The failure modes are different.
The causes are different.
The controls are different.

The effect and Severity are identical.

The Overlap Between DFMEA and PFMEA

Conceptually, this relationship can be visualized as a Venn diagram:

  • Left circle: DFMEA Potential Effects of Failure

  • Right circle: PFMEA Potential Effects of Failure

  • Overlapping area:

    • Effects that apply to both design and process failures

“Over-delivery of drugs” sits squarely in that overlap.

This overlap is not an exception. In most complex medical devices, it is the rule.

Why Excel Makes This So Hard to Get Right

In Excel-based FMEA systems:

  • DFMEA and PFMEA live in separate files.

  • Potential Effects of Failure are copied and pasted.
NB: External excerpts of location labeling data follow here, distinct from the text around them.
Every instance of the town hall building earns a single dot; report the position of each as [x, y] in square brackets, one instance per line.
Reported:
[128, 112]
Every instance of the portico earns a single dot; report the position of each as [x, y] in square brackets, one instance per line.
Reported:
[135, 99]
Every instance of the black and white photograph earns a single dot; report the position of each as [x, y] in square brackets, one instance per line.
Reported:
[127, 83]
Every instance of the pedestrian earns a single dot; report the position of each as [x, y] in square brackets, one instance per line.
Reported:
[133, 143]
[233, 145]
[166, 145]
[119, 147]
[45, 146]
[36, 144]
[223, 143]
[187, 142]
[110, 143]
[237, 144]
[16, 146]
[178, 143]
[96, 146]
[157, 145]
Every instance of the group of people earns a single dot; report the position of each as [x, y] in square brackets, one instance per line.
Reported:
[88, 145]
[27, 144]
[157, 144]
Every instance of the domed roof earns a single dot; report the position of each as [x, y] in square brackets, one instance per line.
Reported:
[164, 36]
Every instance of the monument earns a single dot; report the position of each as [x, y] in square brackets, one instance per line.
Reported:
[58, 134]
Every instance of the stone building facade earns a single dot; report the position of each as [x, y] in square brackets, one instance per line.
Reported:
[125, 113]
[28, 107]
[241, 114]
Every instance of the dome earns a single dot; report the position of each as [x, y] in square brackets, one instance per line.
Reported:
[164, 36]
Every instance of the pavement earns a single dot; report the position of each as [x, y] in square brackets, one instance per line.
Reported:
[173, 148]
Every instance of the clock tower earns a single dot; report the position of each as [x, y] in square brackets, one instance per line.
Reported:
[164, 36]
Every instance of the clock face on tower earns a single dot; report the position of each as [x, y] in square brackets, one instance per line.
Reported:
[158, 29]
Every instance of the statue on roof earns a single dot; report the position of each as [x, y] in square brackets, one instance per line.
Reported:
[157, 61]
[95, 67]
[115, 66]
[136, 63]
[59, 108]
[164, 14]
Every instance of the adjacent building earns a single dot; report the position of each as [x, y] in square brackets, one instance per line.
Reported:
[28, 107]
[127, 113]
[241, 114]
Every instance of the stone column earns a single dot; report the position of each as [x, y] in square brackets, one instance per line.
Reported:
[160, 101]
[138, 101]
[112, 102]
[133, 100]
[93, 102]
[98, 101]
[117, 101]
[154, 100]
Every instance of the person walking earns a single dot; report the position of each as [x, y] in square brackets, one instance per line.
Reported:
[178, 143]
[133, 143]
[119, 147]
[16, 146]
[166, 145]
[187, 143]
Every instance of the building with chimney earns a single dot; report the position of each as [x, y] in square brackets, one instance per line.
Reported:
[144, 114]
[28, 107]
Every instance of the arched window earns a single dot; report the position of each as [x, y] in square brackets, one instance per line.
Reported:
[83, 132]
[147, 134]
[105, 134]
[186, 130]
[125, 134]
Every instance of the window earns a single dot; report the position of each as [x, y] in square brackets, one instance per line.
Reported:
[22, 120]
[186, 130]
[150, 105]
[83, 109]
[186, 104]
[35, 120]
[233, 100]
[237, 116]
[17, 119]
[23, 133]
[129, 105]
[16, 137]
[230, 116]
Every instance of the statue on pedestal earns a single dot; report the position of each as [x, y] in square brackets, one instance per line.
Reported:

  • Severity values are manually re-entered.

  • Updates happen in one place but not the other.

Over time, this leads to:

  • Severity drift

  • Duplicate effects with different wording

  • Justifications that no longer align.

  • Audit findings that are hard to defend

None of this is a failure of engineering intent. It is a limitation of the tool.

Why a Database-Driven FMEA Changes Everything

A relational FMEA database introduces a fundamentally different structure.

  • Potential Effects of Failure exist as their own table.

  • Each effect has one authoritative Severity rating.

  • DFMEA and PFMEA reference the same effect record.

  • Changes propagate automatically and consistently.

This structure:

  • Enforces Severity consistency by design.

  • Improves traceability across lifecycle phases.

  • Supports regulatory defensibility.

  • Enables analytics and AI readiness later.

Most importantly, it aligns the data model with how risk works.

The Takeaway

If you remember only one thing:

Severity belongs to the effect, not the failure mode.

When DFMEA and PFMEA reference the same potential effect, they must share the same Severity rating.

Excel makes this difficult.
Databases make it natural.

This is not just a tooling upgrade. It is a risk management maturity step and a foundational principle of FMEA 4.0.